Somut olayda, hükme esas alınan bilirkişi raporunda davacının yaz kış ayrımı yapılmadan 08:30 – 18:30 saatleri arasında haftanın altı günü çalışarak 9 saat fazla mesai yaptığının kabulü ile fazla mesai alacağı hesaplanmıştır. Tek davacı ..., davacı ile birlikte 2009 – 2010 yılları arasında 4 ay çalışmış olup , davalı ... da Mayıs – Ekim ayları arasında asfalt çalışması yapıldığı için fazla çalışma yaptıklarını beyan etmiştir. Buna göre; gerek davacı tanığının davacı ile birlikte 4 ay çalışmış olması gerek de davacının asfalt silindir operatörü olup işverence havanın fennen asfalt çalışmasına uygun olduğu dönemler itibariyle ücret bordrolarında fazla çalışma tahakkuku yaparak karşılığı ücretlerin ödendiğinin anlaşılması karşısında fazla çalışma alacağının reddi gerekirken yanılgılı değerlendirme ile kabulü hatalıdır.Davalı tanığının dini bayramlar haricinde milli bayramlarda çalıştıklarını beyan ettiği , bilirkişinin de raporunda bu durumu dikkate alarak hesaplama yaptığı anlaşılmakla ulusal bayram genel tatil alacağının kabulü isabetli olmuştur.
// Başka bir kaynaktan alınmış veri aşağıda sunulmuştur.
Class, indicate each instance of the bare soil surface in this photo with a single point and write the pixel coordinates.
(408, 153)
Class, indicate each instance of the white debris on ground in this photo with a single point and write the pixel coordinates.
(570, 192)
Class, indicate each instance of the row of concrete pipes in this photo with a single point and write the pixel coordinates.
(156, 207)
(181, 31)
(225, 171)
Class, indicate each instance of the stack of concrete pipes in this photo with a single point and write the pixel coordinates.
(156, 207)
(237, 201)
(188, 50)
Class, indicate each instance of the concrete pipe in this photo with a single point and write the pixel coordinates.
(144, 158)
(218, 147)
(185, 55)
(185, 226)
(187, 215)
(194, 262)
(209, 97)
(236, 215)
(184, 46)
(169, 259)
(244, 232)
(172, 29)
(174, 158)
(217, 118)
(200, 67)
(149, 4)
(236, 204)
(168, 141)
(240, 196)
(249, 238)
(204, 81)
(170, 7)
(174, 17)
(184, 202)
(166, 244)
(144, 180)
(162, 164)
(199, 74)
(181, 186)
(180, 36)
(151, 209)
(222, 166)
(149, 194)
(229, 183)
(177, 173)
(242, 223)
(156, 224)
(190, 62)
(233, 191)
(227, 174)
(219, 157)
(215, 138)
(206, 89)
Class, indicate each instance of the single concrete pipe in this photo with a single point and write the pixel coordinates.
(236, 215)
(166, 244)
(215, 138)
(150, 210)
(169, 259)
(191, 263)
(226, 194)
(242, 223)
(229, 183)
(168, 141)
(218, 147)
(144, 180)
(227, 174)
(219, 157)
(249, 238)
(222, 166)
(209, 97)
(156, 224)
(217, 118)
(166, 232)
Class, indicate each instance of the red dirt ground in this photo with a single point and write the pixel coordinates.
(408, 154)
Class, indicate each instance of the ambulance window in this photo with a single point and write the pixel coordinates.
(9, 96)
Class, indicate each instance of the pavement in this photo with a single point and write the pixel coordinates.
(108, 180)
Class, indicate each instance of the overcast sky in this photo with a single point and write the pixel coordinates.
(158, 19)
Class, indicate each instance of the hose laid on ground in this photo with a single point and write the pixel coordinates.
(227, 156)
3- Islaha karşı süresinde zamanaşımı def"inde bulunulmuştur. Ancak mahkemece bu konuda bir değerlendirme yapılmadan sonuca gidilmiştir. Mahkemece ek rapor alınarak davalının ıslaha karşı zamanaşımı def"i değerklendirilmelidir.SONUÇ: Temyiz olunan kararın, yukarıda yazılı sebeplerle BOZULMASINA, peşin alınan temyiz harcının istek halinde ilgiliye iadesine, 16.01.2020 tarihinde oybirliğiyle karar verildi.